The Rhodes Center for Glioblastoma is led by four renowned experts in neuro-oncology.
Dr. Jeffrey Bruce, co-director of the Brain Tumor Center at NewYork-Presbyterian/Columbia University Irving Medical Center, neuro-oncology program leader in the Herbert Irving Comprehensive Cancer Center, director of the Bartoli Brain Tumor Research Laboratory and the Edgar M. Housepian Professor of Neurological Surgery Research at Columbia University Medical Center.
Dr. Andrew Lassman, chief of the division of neuro-oncology in the Department of Neurology and co-director of the Brain Tumor Center at NewYork-Presbyterian/Columbia University Irving Medical Center, medical director for the Clinical Protocol Data Management Office of the Herbert Irving Comprehensive Cancer Center, and the John Harris Associate Professor of Neurology at Columbia University Irving Medical Center and Associate Dean of Clinical Trials at Columbia University Vagelos College of Physicians and Surgeons.

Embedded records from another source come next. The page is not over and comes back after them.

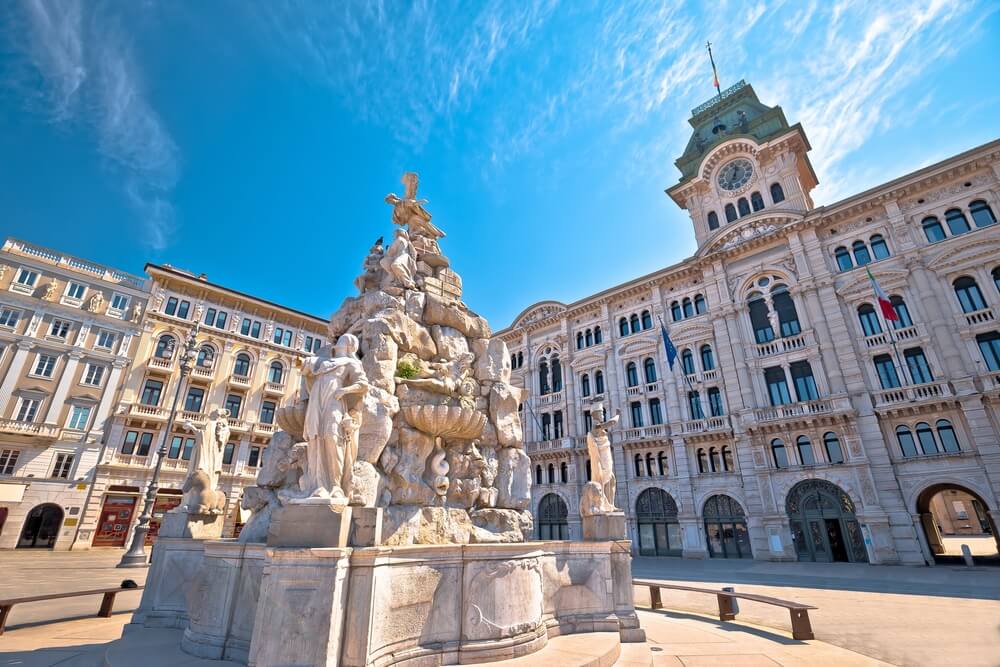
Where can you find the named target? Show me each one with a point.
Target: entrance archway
(726, 528)
(823, 524)
(553, 518)
(656, 519)
(952, 515)
(41, 527)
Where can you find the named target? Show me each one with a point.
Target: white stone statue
(399, 262)
(602, 464)
(336, 387)
(201, 494)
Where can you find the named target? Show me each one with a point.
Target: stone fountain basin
(446, 421)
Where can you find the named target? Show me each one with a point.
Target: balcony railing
(33, 429)
(916, 392)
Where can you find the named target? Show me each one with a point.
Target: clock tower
(743, 163)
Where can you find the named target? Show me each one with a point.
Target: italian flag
(888, 312)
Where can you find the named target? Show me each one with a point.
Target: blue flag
(668, 345)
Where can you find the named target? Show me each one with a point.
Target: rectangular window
(233, 403)
(777, 385)
(151, 392)
(62, 467)
(9, 317)
(267, 409)
(93, 375)
(145, 442)
(79, 417)
(106, 339)
(59, 329)
(8, 460)
(128, 444)
(805, 384)
(916, 362)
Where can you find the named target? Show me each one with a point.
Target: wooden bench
(801, 628)
(107, 602)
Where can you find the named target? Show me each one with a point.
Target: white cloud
(86, 74)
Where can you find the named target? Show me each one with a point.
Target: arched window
(707, 358)
(946, 434)
(804, 446)
(906, 443)
(861, 256)
(925, 436)
(843, 256)
(276, 373)
(759, 319)
(687, 362)
(904, 313)
(743, 206)
(788, 318)
(206, 356)
(631, 374)
(879, 247)
(675, 312)
(982, 214)
(869, 319)
(933, 229)
(779, 454)
(777, 194)
(969, 296)
(165, 347)
(834, 454)
(242, 366)
(649, 369)
(957, 224)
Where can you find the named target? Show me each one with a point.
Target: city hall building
(802, 419)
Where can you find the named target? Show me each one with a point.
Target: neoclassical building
(247, 349)
(68, 330)
(798, 420)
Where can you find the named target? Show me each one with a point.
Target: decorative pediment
(539, 311)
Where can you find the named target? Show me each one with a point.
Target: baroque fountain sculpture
(390, 517)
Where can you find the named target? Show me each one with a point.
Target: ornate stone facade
(786, 371)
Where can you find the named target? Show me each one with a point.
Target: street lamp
(136, 554)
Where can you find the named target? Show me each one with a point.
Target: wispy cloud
(76, 67)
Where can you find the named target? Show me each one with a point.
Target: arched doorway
(823, 524)
(952, 515)
(552, 518)
(41, 527)
(726, 528)
(656, 518)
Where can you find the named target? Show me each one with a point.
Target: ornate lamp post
(136, 554)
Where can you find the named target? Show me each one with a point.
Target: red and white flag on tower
(884, 303)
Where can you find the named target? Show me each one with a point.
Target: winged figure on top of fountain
(439, 440)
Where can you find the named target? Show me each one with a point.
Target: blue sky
(255, 141)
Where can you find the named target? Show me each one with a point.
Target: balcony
(30, 429)
(913, 393)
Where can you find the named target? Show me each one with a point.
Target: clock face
(734, 175)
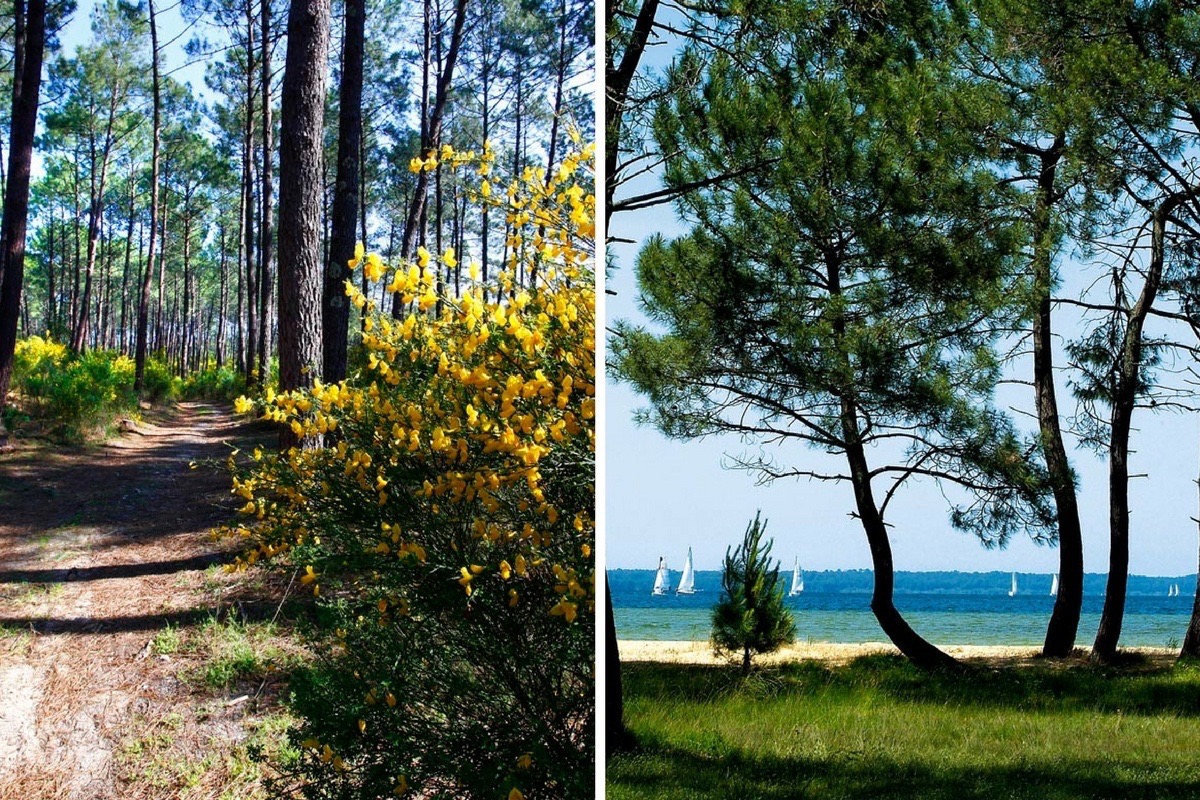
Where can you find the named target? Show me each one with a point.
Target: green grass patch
(166, 642)
(233, 651)
(879, 728)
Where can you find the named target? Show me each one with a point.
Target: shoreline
(838, 654)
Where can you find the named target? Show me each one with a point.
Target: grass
(169, 755)
(234, 650)
(879, 728)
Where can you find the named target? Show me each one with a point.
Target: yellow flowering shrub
(75, 394)
(442, 511)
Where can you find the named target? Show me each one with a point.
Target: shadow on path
(114, 571)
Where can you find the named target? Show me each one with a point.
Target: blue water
(945, 607)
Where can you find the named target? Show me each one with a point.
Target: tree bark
(300, 202)
(1128, 370)
(16, 196)
(265, 246)
(336, 307)
(617, 735)
(1063, 624)
(139, 356)
(1191, 648)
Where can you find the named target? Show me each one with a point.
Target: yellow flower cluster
(479, 416)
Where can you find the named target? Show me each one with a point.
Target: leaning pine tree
(751, 617)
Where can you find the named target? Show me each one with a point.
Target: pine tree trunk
(265, 247)
(16, 194)
(1063, 624)
(1125, 398)
(300, 200)
(417, 208)
(617, 735)
(336, 306)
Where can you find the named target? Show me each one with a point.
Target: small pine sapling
(750, 617)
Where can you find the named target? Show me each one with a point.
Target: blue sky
(664, 497)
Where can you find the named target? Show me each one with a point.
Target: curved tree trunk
(144, 300)
(1125, 397)
(16, 194)
(1065, 619)
(919, 651)
(617, 735)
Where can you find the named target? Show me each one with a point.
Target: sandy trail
(100, 549)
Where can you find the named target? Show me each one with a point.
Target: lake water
(946, 608)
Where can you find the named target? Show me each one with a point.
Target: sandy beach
(701, 653)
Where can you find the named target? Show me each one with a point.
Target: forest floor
(131, 663)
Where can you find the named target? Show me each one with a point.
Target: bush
(447, 528)
(750, 615)
(78, 391)
(214, 383)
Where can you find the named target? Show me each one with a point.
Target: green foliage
(78, 392)
(214, 383)
(849, 280)
(442, 510)
(159, 384)
(750, 617)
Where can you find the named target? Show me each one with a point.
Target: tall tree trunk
(265, 246)
(1068, 603)
(186, 328)
(1191, 648)
(51, 300)
(160, 335)
(225, 296)
(253, 377)
(417, 208)
(335, 305)
(1128, 370)
(919, 651)
(617, 735)
(300, 202)
(78, 340)
(16, 197)
(125, 271)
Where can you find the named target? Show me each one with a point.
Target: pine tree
(751, 617)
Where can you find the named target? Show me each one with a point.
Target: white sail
(661, 578)
(797, 578)
(688, 579)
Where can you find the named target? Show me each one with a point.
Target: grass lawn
(880, 728)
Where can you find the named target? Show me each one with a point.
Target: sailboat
(688, 579)
(797, 578)
(661, 578)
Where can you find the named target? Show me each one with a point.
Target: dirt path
(102, 549)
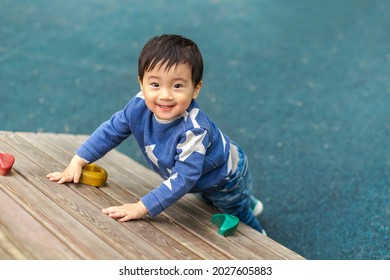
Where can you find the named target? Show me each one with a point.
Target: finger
(125, 219)
(53, 175)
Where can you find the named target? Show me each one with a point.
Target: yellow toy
(93, 175)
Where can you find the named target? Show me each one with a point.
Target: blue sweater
(190, 152)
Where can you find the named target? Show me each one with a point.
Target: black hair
(171, 50)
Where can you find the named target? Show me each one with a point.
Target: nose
(164, 94)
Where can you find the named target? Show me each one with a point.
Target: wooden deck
(42, 220)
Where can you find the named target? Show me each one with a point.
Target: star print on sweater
(190, 153)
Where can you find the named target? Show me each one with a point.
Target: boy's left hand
(126, 212)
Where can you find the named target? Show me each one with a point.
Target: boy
(178, 140)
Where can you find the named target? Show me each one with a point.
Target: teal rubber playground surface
(303, 86)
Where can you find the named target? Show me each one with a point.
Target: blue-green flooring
(303, 86)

Dr. Howard Fine, the founding director of the Brain Tumor Center at NewYork-Presbyterian/Weill Cornell Medical Center and Weill Cornell Medicine, and recruited as the Louis and Gertrude Feil Professor of Medicine and associate director for translational research at the Sandra and Edward Meyer Cancer Center at Weill Cornell Medicine.
Dr. Rohan Ramakrishna, a surgical neuro-oncologist in the Brain Tumor Center at NewYork-Presbyterian/Weill Cornell Medical Center and Weill Cornell Medicine, and the Alvina and Willis Murphy Assistant Professor of Neurological Surgery at Weill Cornell Medicine.

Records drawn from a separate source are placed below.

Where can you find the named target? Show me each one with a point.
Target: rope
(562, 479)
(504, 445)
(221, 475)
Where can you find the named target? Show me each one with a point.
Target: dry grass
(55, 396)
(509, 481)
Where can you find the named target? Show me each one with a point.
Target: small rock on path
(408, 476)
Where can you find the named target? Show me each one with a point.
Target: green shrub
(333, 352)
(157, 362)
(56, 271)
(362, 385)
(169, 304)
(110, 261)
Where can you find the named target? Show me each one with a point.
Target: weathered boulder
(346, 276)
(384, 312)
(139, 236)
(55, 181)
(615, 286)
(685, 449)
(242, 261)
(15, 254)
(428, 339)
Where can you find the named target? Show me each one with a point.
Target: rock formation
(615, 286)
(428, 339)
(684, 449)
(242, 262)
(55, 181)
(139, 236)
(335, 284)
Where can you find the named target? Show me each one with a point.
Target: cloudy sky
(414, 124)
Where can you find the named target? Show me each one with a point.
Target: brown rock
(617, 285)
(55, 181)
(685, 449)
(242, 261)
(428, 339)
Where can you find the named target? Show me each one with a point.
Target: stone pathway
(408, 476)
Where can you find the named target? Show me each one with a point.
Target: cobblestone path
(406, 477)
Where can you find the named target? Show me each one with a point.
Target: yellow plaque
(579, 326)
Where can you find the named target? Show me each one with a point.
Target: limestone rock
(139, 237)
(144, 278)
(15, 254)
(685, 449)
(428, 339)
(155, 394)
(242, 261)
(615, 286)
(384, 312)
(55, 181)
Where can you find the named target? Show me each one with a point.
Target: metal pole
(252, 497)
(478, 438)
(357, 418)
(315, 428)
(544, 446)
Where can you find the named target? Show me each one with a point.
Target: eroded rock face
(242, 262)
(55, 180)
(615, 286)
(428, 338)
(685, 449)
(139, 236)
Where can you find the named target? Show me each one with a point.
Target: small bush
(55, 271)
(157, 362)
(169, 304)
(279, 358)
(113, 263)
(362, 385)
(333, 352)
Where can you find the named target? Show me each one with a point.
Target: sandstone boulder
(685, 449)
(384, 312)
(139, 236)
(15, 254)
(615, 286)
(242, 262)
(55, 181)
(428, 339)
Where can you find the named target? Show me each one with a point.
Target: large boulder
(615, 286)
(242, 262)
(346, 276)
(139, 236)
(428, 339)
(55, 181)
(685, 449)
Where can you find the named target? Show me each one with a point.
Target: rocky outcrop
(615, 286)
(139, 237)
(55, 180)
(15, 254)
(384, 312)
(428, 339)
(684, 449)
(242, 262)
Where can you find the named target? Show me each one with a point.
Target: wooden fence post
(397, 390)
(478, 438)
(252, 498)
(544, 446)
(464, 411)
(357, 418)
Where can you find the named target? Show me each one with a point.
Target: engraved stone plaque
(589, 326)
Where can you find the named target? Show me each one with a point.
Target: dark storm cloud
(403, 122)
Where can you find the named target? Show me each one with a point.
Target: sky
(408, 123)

Departmental leadership in neurology and neurosurgery at Columbia University Irving Medical Center and Weill Cornell Medicine will also play a guiding role at the center.

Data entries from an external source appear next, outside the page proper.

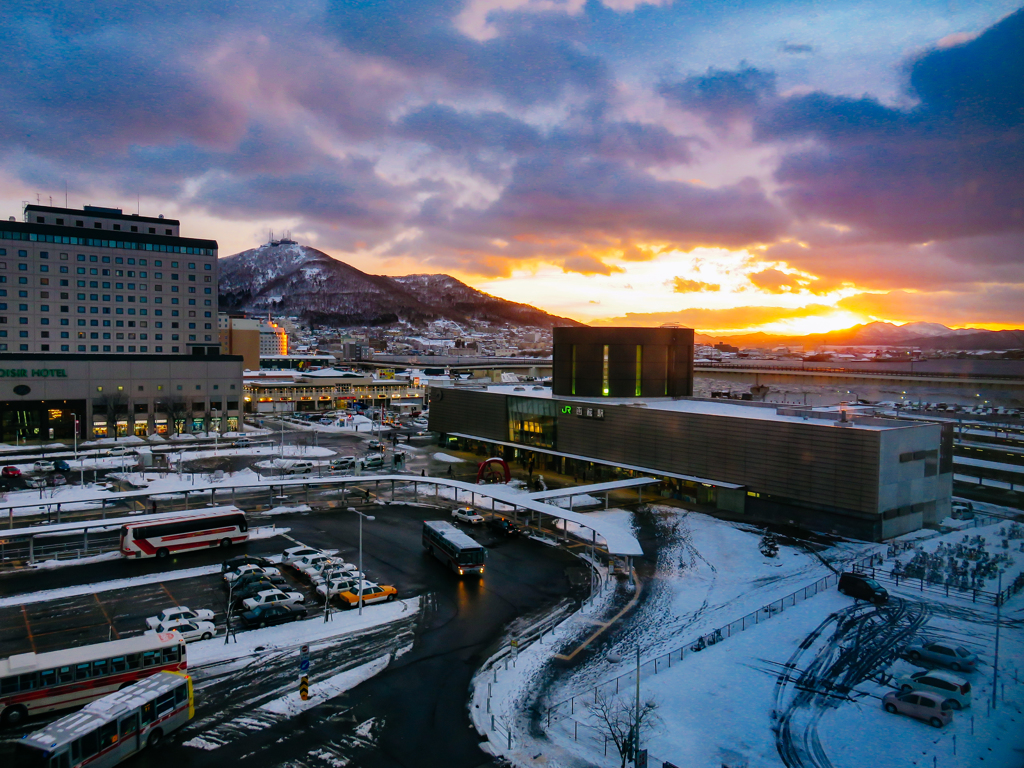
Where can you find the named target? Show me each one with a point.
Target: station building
(836, 470)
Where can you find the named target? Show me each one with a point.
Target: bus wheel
(14, 715)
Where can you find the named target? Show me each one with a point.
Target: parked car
(267, 615)
(260, 578)
(955, 657)
(503, 526)
(338, 586)
(178, 612)
(313, 558)
(187, 629)
(232, 576)
(928, 707)
(290, 555)
(861, 588)
(373, 461)
(371, 594)
(336, 570)
(235, 562)
(467, 514)
(272, 597)
(953, 689)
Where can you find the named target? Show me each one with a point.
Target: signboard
(35, 373)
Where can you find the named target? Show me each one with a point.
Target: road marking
(28, 629)
(108, 616)
(166, 592)
(589, 640)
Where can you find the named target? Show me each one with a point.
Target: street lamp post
(359, 576)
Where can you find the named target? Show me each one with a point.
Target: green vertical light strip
(604, 378)
(639, 366)
(573, 369)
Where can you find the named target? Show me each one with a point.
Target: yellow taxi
(372, 593)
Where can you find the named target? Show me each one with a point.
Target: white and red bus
(219, 526)
(37, 683)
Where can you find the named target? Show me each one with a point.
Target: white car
(231, 576)
(336, 570)
(272, 597)
(337, 587)
(467, 514)
(178, 612)
(187, 629)
(954, 689)
(290, 555)
(304, 561)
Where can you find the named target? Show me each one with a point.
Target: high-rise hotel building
(99, 281)
(109, 328)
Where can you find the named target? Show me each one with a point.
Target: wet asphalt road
(412, 714)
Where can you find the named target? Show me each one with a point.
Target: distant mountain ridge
(922, 335)
(295, 280)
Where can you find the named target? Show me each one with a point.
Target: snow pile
(448, 459)
(292, 705)
(252, 644)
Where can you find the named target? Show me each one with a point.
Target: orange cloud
(681, 285)
(721, 320)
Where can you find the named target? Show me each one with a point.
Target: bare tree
(176, 410)
(619, 719)
(116, 404)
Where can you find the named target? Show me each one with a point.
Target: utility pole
(636, 715)
(998, 621)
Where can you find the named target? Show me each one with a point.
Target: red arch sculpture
(495, 469)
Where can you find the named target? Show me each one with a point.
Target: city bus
(113, 728)
(453, 548)
(37, 683)
(219, 526)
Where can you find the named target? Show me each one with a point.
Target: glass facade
(531, 421)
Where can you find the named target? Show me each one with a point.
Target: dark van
(862, 588)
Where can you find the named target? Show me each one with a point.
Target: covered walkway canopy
(617, 539)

Dr. Richard Mayeux, neurologist-in-chief at NewYork-Presbyterian/Columbia University Irving Medical Center and the Gertrude H. Sergievsky Professor of Neurology, Psychiatry, and Epidemiology, chair of the Department of Neurology at Columbia University Medical Center, and co-director of the Taub Institute.
Dr. E. Sander Connolly Jr., MD, FACS, neurosurgeon-in-chief at NewYork-Presbyterian/Columbia University Irving Medical Center and chair of the Department of Neurological Surgery at Columbia University Irving Medical Center.
Dr. Matthew Fink, neurologist-in-chief at NewYork-Presbyterian/Weill Cornell Medical Center and the Louis and Gertrude Feil Professor in Clinical Neurology and chairman of the Department of Neurology at Weill Cornell Medicine.
Dr. Philip Stieg, neurosurgeon-in-chief at NewYork-Presbyterian/Weill Cornell Medical Center and professor and chairman of the Department of Neurological Surgery at Weill Cornell Medicine.
About Bill Rhodes
The Rhodes Center for Glioblastoma is supported by a generous donation from William Rhodes. A Life Trustee of NewYork-Presbyterian since 1992, Mr. Rhodes created the Center to honor his wife Louise Tilzer-Rhodes, who died from glioblastoma in 2016. A banker and philanthropist, Mr. Rhodes is president and CEO of William R. Rhodes Global Advisors, LLC.